Dieses Bild ist bewusst gewählt. Zum 70-jährigen Jubiläum des Stammwerkes in München feiert MAN nicht nur seine Geschichte, sondern auch einen Neuanfang: den Start der Serienproduktion seiner ersten vollelektrischen Lkw-Baureihe. CEO Alexander Vlaskamp macht deutlich, welche Bedeutung diesem Moment zukommt: „Die Zukunft von MAN beginnt jetzt, genau in diesem Moment.“
Montage neu gedacht: Diesel und Strom auf einem Band
Was nach einem technischen Spagat klingt, ist ein konkretes Produktionsprinzip: Im Werk München-Allach laufen Diesel- und Elektro-Lkw künftig auf derselben Linie vom Band. Die Mischproduktion ist dabei kein Kompromiss, sondern eine Strategie. Sie folgt dem Prinzip Build to Order – die Fahrzeuge werden exakt in der Reihenfolge gebaut, wie sie bestellt wurden.
Michael Kobriger, MANs Vorstand für Produktion und Logistik, beschreibt diesen Schritt als konsequente Weiterentwicklung: „Das war von Beginn an eine unserer Hauptzielsetzungen: ein integriertes Montagesystem zu schaffen, das uns erlaubt, in beliebiger Reihenfolge und Stückzahl sowohl Diesel- als auch Elektro-Lkw zu produzieren – flexibel, effizient und kundennah.“
Dabei variieren die Taktzeiten der Montage je nach Fahrzeugtyp – zwischen 720 und 925 Sekunden. Montageleiter Peter Demmel spricht von einer anspruchsvollen Herausforderung: „Die Komplexität der Mischproduktion liegt in der sauberen Austaktung – wir müssen jede Station gleichmäßig auslasten, trotz unterschiedlicher Komponenten und Bauweisen.“
Das Konzept ist wirtschaftlich wie logistisch überzeugend: Rund 95 Prozent der bestehenden Anlagentechnik bleiben in Betrieb, über 5.000 Mitarbeitende wurden für Hochvolttechnologie geschult.

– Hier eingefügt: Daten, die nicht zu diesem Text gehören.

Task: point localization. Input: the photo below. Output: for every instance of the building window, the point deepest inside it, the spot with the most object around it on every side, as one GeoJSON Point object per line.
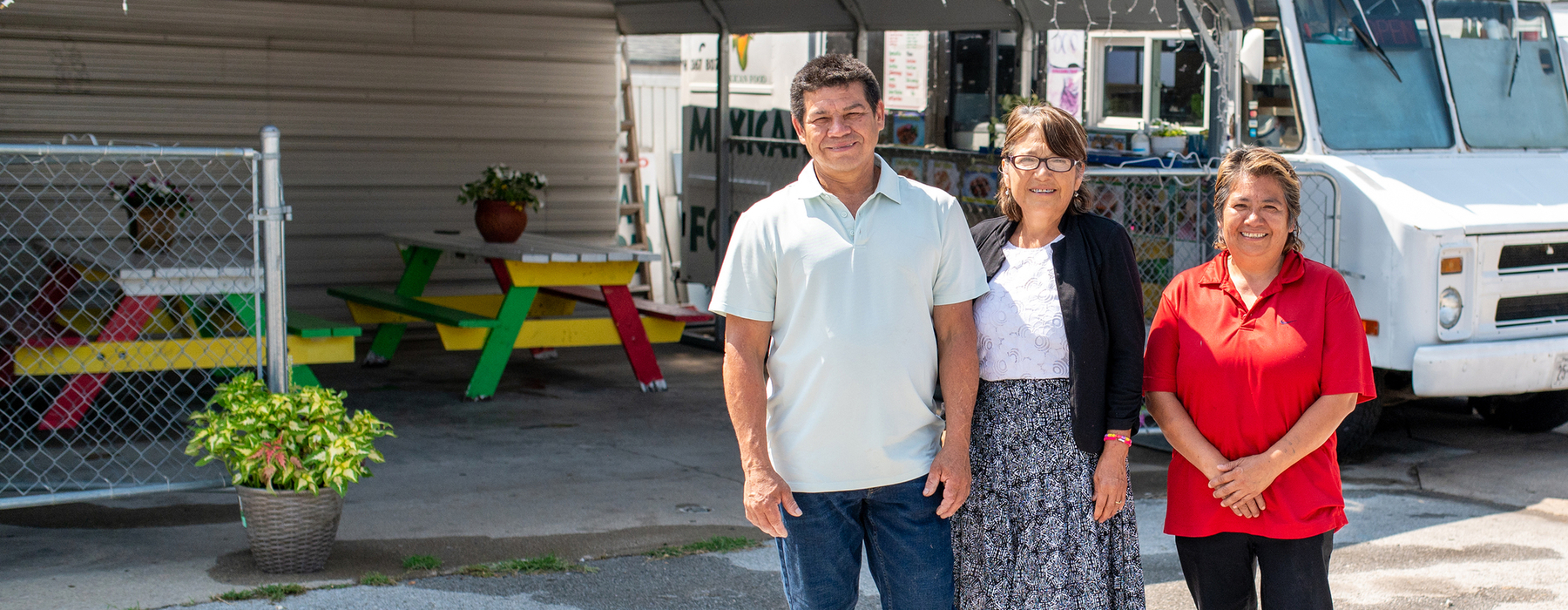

MAN investiert Milliarden für den Umbau
Die Transformation der Produktion ist nicht nur ein technologisches, sondern auch ein finanzielles Großprojekt. Allein in dieser Dekade investiert MAN rund eine Milliarde Euro in den Umbau seiner europäischen Werke – vor allem in Nürnberg und München. In Nürnberg startete bereits die Serienfertigung von Batteriepacks, mit einem Investitionsvolumen von 250 Millionen Euro.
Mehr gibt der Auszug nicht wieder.